Rochus Wilhelm Traugott Heinrich Ferdinand Freiherr von Liliencron (born 8 December 1820 in Plön, d. 5 March 1912 in Koblenz) was a Germanist and historian, known for his collection of German Volkslieder (folk songs), published in five volumes in 1865–1869, and as the editor of the biographical reference work Allgemeine Deutsche Biographie (ADB), published 1875–1912.

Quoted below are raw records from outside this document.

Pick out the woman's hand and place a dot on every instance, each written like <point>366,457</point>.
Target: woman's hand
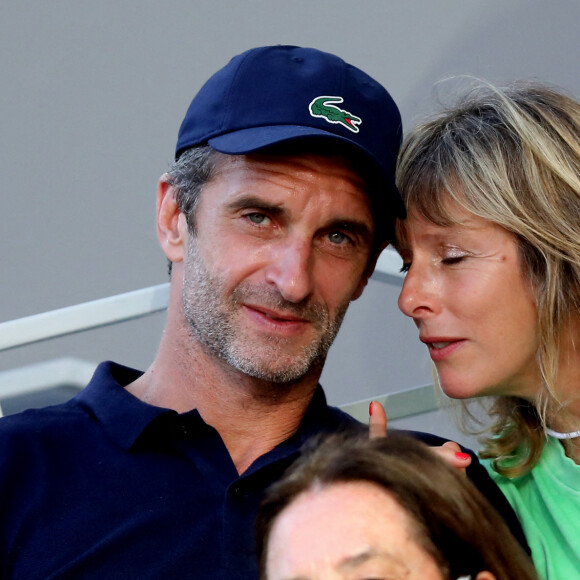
<point>449,451</point>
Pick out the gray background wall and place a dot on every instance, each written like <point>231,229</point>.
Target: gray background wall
<point>92,95</point>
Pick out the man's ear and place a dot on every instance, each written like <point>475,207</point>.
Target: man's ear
<point>368,271</point>
<point>171,223</point>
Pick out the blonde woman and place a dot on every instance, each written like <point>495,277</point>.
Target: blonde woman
<point>491,248</point>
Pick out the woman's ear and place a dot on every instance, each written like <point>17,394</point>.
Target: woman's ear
<point>171,223</point>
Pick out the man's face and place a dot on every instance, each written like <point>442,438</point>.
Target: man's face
<point>281,247</point>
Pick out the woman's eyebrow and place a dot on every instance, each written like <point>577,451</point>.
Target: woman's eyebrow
<point>357,559</point>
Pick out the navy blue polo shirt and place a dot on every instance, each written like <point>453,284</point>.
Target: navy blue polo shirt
<point>107,486</point>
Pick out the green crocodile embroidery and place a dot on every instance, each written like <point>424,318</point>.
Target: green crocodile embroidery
<point>324,107</point>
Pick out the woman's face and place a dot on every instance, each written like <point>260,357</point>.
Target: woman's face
<point>474,309</point>
<point>346,531</point>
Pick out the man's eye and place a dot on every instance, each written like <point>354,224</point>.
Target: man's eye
<point>257,218</point>
<point>338,237</point>
<point>453,260</point>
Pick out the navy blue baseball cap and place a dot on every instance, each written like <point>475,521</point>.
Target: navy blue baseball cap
<point>277,94</point>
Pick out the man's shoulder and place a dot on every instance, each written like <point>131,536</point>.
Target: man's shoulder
<point>34,423</point>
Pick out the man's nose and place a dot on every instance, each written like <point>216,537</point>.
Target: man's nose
<point>290,270</point>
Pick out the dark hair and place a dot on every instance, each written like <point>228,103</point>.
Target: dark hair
<point>198,165</point>
<point>454,523</point>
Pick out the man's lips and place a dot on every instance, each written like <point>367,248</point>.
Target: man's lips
<point>278,319</point>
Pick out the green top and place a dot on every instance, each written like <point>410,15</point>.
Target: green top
<point>547,502</point>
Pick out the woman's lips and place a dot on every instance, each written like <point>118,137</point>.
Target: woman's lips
<point>441,348</point>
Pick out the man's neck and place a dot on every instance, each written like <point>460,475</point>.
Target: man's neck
<point>252,416</point>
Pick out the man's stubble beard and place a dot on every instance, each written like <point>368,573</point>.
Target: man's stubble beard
<point>213,321</point>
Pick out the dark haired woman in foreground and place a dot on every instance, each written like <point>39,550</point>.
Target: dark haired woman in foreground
<point>385,508</point>
<point>492,252</point>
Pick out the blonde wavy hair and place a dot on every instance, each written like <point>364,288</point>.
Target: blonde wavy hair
<point>510,156</point>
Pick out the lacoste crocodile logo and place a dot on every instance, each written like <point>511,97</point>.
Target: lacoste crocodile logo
<point>323,107</point>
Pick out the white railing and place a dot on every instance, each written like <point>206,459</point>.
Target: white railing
<point>139,303</point>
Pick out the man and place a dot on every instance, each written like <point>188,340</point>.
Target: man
<point>272,217</point>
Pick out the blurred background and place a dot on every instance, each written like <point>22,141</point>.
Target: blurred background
<point>92,97</point>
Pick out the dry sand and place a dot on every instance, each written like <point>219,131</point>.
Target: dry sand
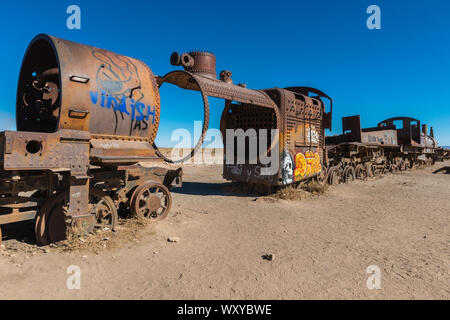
<point>321,245</point>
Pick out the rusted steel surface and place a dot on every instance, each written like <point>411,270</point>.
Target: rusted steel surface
<point>300,121</point>
<point>79,87</point>
<point>397,143</point>
<point>100,91</point>
<point>297,112</point>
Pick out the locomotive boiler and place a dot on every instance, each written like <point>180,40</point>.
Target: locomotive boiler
<point>395,144</point>
<point>85,118</point>
<point>284,125</point>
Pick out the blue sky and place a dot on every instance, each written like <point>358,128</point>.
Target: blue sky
<point>401,70</point>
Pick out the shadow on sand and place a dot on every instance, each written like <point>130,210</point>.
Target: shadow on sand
<point>445,170</point>
<point>215,189</point>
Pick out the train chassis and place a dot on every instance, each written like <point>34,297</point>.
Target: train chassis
<point>43,196</point>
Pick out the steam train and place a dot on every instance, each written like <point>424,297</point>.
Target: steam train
<point>395,144</point>
<point>87,118</point>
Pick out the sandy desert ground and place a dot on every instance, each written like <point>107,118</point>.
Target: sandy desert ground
<point>322,246</point>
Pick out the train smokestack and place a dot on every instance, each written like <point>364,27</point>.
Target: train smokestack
<point>425,129</point>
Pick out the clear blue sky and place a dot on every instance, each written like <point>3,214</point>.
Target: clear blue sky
<point>401,70</point>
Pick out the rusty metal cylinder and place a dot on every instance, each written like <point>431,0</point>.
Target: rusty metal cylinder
<point>425,129</point>
<point>66,85</point>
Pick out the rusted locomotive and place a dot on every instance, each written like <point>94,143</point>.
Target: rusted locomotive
<point>394,144</point>
<point>288,124</point>
<point>85,118</point>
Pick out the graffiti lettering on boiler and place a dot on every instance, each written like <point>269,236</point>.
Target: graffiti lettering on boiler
<point>137,111</point>
<point>307,164</point>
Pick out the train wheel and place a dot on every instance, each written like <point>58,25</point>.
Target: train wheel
<point>349,174</point>
<point>333,177</point>
<point>360,172</point>
<point>151,200</point>
<point>321,178</point>
<point>104,209</point>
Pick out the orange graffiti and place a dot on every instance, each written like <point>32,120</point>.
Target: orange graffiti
<point>307,164</point>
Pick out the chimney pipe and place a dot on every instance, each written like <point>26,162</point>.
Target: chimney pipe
<point>425,129</point>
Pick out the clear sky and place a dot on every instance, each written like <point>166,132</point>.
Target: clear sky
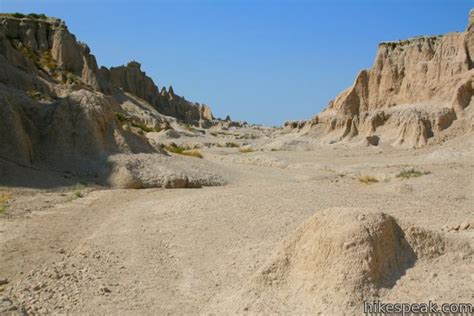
<point>260,61</point>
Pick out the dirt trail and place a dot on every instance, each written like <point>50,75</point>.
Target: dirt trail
<point>187,250</point>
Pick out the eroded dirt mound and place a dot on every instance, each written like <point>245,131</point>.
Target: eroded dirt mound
<point>339,254</point>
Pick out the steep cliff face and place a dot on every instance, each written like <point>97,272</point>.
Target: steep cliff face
<point>415,90</point>
<point>57,107</point>
<point>133,80</point>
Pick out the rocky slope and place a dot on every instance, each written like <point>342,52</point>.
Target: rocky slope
<point>418,90</point>
<point>59,109</point>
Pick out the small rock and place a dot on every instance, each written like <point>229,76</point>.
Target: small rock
<point>465,225</point>
<point>105,289</point>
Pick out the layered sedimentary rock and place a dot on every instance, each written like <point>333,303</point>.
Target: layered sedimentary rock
<point>58,107</point>
<point>415,90</point>
<point>133,80</point>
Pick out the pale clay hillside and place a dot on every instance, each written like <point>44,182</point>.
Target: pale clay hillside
<point>371,199</point>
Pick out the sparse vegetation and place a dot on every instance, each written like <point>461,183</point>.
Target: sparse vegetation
<point>246,150</point>
<point>368,179</point>
<point>192,129</point>
<point>411,173</point>
<point>193,153</point>
<point>18,15</point>
<point>77,191</point>
<point>38,96</point>
<point>186,151</point>
<point>231,145</point>
<point>123,118</point>
<point>37,16</point>
<point>5,197</point>
<point>47,60</point>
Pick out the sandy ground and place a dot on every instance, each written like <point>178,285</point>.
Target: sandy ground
<point>187,251</point>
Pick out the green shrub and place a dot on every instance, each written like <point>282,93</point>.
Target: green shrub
<point>37,16</point>
<point>186,151</point>
<point>368,179</point>
<point>172,148</point>
<point>411,173</point>
<point>192,153</point>
<point>77,191</point>
<point>18,15</point>
<point>246,150</point>
<point>121,117</point>
<point>232,145</point>
<point>38,96</point>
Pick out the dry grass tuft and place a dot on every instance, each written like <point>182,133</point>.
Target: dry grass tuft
<point>192,153</point>
<point>368,179</point>
<point>246,150</point>
<point>411,173</point>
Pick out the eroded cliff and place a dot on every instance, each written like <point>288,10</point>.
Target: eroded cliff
<point>415,91</point>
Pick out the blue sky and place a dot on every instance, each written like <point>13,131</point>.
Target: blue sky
<point>260,61</point>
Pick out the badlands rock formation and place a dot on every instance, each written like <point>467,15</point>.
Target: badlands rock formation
<point>417,91</point>
<point>57,108</point>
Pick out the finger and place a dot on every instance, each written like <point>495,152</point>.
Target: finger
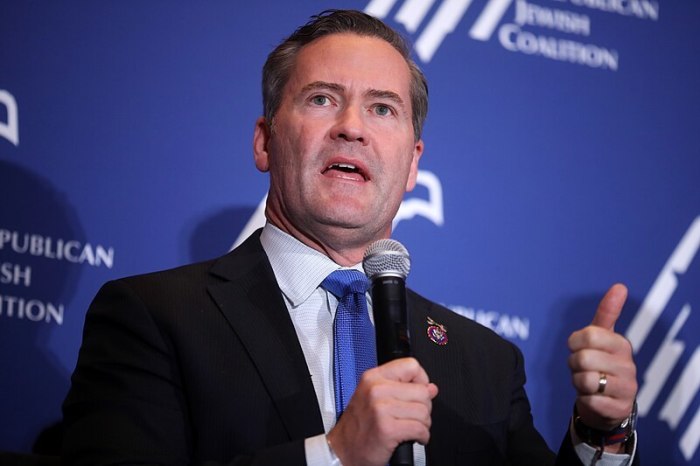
<point>589,384</point>
<point>600,339</point>
<point>403,370</point>
<point>592,360</point>
<point>610,307</point>
<point>389,391</point>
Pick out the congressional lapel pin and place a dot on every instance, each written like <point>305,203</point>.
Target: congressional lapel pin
<point>437,332</point>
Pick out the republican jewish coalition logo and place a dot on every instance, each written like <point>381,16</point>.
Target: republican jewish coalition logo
<point>567,25</point>
<point>671,381</point>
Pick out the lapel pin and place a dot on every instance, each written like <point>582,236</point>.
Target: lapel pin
<point>437,332</point>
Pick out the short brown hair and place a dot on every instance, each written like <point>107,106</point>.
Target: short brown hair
<point>280,62</point>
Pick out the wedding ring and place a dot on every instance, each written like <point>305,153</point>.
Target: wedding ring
<point>602,382</point>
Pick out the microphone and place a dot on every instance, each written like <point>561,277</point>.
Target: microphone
<point>386,262</point>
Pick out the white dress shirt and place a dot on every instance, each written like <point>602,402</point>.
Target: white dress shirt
<point>299,271</point>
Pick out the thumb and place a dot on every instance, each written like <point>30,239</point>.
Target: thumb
<point>610,307</point>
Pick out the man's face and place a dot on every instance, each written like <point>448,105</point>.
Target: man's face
<point>341,152</point>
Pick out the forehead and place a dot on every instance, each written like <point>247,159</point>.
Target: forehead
<point>358,63</point>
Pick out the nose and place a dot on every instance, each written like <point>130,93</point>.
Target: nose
<point>349,125</point>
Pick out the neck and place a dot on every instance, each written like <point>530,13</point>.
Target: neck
<point>342,245</point>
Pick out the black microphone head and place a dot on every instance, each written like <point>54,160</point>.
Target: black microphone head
<point>386,257</point>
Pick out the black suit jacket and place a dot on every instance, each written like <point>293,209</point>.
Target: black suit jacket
<point>202,364</point>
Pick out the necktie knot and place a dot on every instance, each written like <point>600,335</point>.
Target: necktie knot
<point>353,334</point>
<point>346,282</point>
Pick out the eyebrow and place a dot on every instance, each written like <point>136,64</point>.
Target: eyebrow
<point>372,93</point>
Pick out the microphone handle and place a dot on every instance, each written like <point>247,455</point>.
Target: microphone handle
<point>403,455</point>
<point>393,340</point>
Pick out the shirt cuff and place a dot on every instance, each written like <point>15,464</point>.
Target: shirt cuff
<point>318,452</point>
<point>586,453</point>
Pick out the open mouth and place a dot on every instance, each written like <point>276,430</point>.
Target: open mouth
<point>345,168</point>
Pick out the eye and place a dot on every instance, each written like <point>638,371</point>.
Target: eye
<point>382,110</point>
<point>320,100</point>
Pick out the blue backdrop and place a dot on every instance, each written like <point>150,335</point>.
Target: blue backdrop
<point>562,155</point>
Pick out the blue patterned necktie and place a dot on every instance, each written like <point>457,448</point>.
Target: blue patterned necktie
<point>354,349</point>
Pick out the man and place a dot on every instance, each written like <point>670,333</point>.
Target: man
<point>230,361</point>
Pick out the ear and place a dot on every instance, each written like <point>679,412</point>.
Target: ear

He studied theology and oriental languages at the University of Kiel, law and history at the University of Berlin, then returned to the Kiel, where he studied German philology under Karl Müllenhoff. In 1846 he received his PhD with a thesis on minnesinger Niedhart von Reuenthal's Höfische Dorfpoesie. In 1850/51 he served as chair of Nordic languages at Kiel, and in 1852 was named associate professor of German literature at the University of Jena.

In 1869 he joined the editorial board of the Allgemeine Deutsche Biographie on behalf of the historical commission at the Royal Bavarian Academy of Sciences. From 1875 to 1912, 56 volumes of the ADB were published. From 1900 to 1912, he served as chairman of the Prussian Musikgeschichtliche Kommission. Under his chairmanship, the commission made public 42 volumes of Denkmäler deutscher Tonkunst ("Monuments of German musical art").